The just-concluded SADC Joint Meeting of Ministers Responsible for Environment, Natural Resources, and Tourism, which took place from the 21-25 October 2019 in Arusha, Tanzania gave the regional bloc a platform to formulate strategies that ensure sustainable tourism development and, most importantly, to come up with a common response to the recent move by CITES to maintain the global ban on ivory trade and other wildlife species.

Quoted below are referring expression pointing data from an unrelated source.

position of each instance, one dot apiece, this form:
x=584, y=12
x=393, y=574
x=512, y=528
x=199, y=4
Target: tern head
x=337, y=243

Head of the Zimbabwean team to the meeting, Environment, Tourism and Hospitality Industry, Acting Minister, Nqobizitha Mangaliso Ndlovu described the meeting as a success given the consensus by the regional bloc to express displeasure at the recent CITES decision on elephants, rhinos and giraffes.
“We just had successful discussions here in Tanzania. As SADC, we felt hard done by the outcomes of CITES and the general manner in which we were treated as SADC. We agreed, as a region, that we will deposit reservations on the manner in which we are being treated,” he revealed.
Meanwhile, Environment, Tourism and Hospitality Industry Permanent Secretary, Munesu Munodawafa highlighted a general displeasure among the SADC countries on the continued capture of CITES and manipulation of information by western funded animal rights activists.
“There is a consensus that we cannot let CITES carry on being hijacked by a small group of non-governmental organisations that want to swing the direction of an institution that is supposed to be run by governments,” he said.
The ministers responsible for Environment, Natural Resources, and Tourism meeting also approved the SADC Tourism Programme 2020-2030 and expressed confidence that it will guide the development of the sustainable tourism industry in the region.